The Manifestation of Simplicity


When I first entered Zen practice, Zen seemed like an enormous project with a very grand result.  I was thrilled by the idea that I could leave my suffering life behind, purify myself, and enter some Vermillion Tower in the high distant mountains.  I tried very hard.  I surrendered to the form and tried to impress my Zen Teacher with my diligence.  At one point, one of my Zen teachers said to me, “You are barking up the wrong tree.”  I was very mad at him.  I had given sweat, blood and tears, after all, for the zendo and its unending chores.  I had worked so hard.  How dare the world say, I had got it wrong!

There are many moments in a Zen life when you feel, “I have got it completely wrong.”  It is part of learning that our mental constructs are not “it”.  So we build up these constructs and then we tear them down, over and over, until we simply stop building them up anymore.  In my life, that took a very long time to unwind.

What is left is beautifully expressed in Katagiri’s language as the “manifestation of simplicity”.  This simplicity of practice/realization contains directions like; receive, let go, “just this”, openness and presence.  Dogen writes in Fukanzazengi:  “Going forward, is after all, an everyday affair.”  What I see now when I examine my mind, is how tenacious my patterns are of “trying to get somewhere else” or “productivity”.  The balance of doing and non-doing is very fragile.  It is very hard for me to non-do, to be, to manifest simplicity.  Is this day and its content enough?  Do I really understand and realize that this moment, exactly as it is, is the Whole Works?  Can I live my daily life in the pure sense of human activity, which I learn about through the experience of zazen?  This is the grist for the mill of practice.  Grinding out our patterns of evaluation and returning to the simplicity of what’s at hand to do, and sometimes within “do” is “not to do”.

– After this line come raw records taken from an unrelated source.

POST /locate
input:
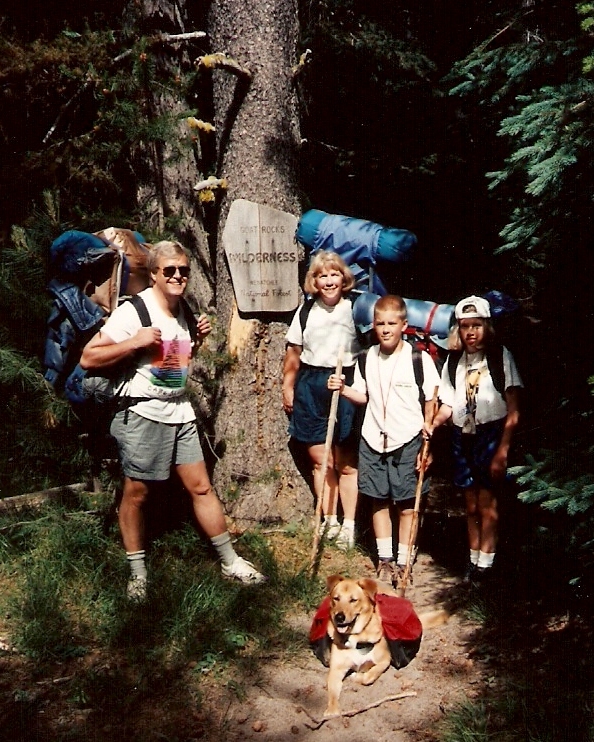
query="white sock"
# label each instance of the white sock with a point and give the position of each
(485, 560)
(137, 564)
(224, 548)
(384, 548)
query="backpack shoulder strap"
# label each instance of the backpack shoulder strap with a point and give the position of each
(453, 358)
(304, 312)
(496, 369)
(138, 304)
(419, 374)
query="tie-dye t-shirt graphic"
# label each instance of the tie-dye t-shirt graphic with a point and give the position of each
(169, 369)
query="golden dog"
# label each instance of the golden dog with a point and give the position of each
(355, 630)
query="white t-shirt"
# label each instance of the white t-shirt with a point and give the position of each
(490, 405)
(162, 374)
(393, 396)
(326, 330)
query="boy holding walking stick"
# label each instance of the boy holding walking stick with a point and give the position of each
(390, 380)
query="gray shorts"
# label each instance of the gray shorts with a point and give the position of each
(149, 449)
(392, 475)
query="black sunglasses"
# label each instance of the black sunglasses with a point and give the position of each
(170, 270)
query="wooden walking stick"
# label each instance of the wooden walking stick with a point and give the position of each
(325, 459)
(414, 528)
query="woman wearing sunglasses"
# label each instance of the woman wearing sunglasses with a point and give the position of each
(157, 430)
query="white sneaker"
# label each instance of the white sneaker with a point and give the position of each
(243, 571)
(331, 531)
(136, 589)
(345, 539)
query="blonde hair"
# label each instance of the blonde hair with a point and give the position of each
(455, 341)
(390, 303)
(165, 249)
(323, 261)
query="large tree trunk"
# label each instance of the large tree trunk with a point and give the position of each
(257, 136)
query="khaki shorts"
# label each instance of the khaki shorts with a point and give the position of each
(149, 449)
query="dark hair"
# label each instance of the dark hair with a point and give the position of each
(164, 249)
(455, 341)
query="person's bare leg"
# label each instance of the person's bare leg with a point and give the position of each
(489, 516)
(473, 522)
(205, 503)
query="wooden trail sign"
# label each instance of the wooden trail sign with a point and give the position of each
(263, 257)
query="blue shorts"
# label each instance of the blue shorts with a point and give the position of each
(390, 476)
(473, 454)
(311, 406)
(149, 449)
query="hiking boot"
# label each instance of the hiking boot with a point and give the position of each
(243, 571)
(329, 531)
(345, 539)
(386, 572)
(136, 589)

I guess the “work” part of practice is learning to have a clear mind by letting go of our conceptualization.  Arising with this clear mind is the ability to hear silence.  Perhaps that does take a lot of sitting.  Our simplicity needs the openness of this formless awareness.   And yet accompanying sitting must be a deep development of acceptance and compassion for samsara (the world of cyclic suffering) in order to end up with simplicity.  It’s almost like going backwards from accomplishment to nakedness.

In a phone conversation with a dear friend, we were talking about aging and life.  We were talking about how we still have certain character flaws that we had been “working” on our whole life.  Though they might be somewhat better, they still arise.  Almost simultaneously, we laughed and said something similar:  “Well, we are now at the last resort – acceptance.”

In a 12-step Recovery story, a man writes:  “My serenity is inversely proportional to my expectations.  Keep my magic magnifying mind on my acceptance and off my expectations.”  This is a great expression of the manifestation of simplicity.  Our expectation and goals are all part of our conceiving of reality.  Even though we may have a goal, it can be manifested simply by the direction we are facing in the present moment and in the acceptance of what we perceive to be our hindrances.  In the radical acceptance of life as it is, we have to accept samsaric life on its own terms - the terms of cause and effect.   Through our radical acceptance of things as they are and our deep formless awareness, we find the simplicity to live.  Katagiri Roshi would say, at the end of his life, “just live!”

From Ryokan, 18th century Zen master and poet:

Spring – slowly the peaceful sound
Of a priest’s staff drifts from the village.
In the garden, green willows;
Water plants float serenely in the pond.
My bowl is fragrant from the rice of a thousand homes;
My heart has renounced the sovereignty of riches and worldly fame.
Quietly cherishing the memory of the ancient Buddhas
I walk to the village for another day of begging.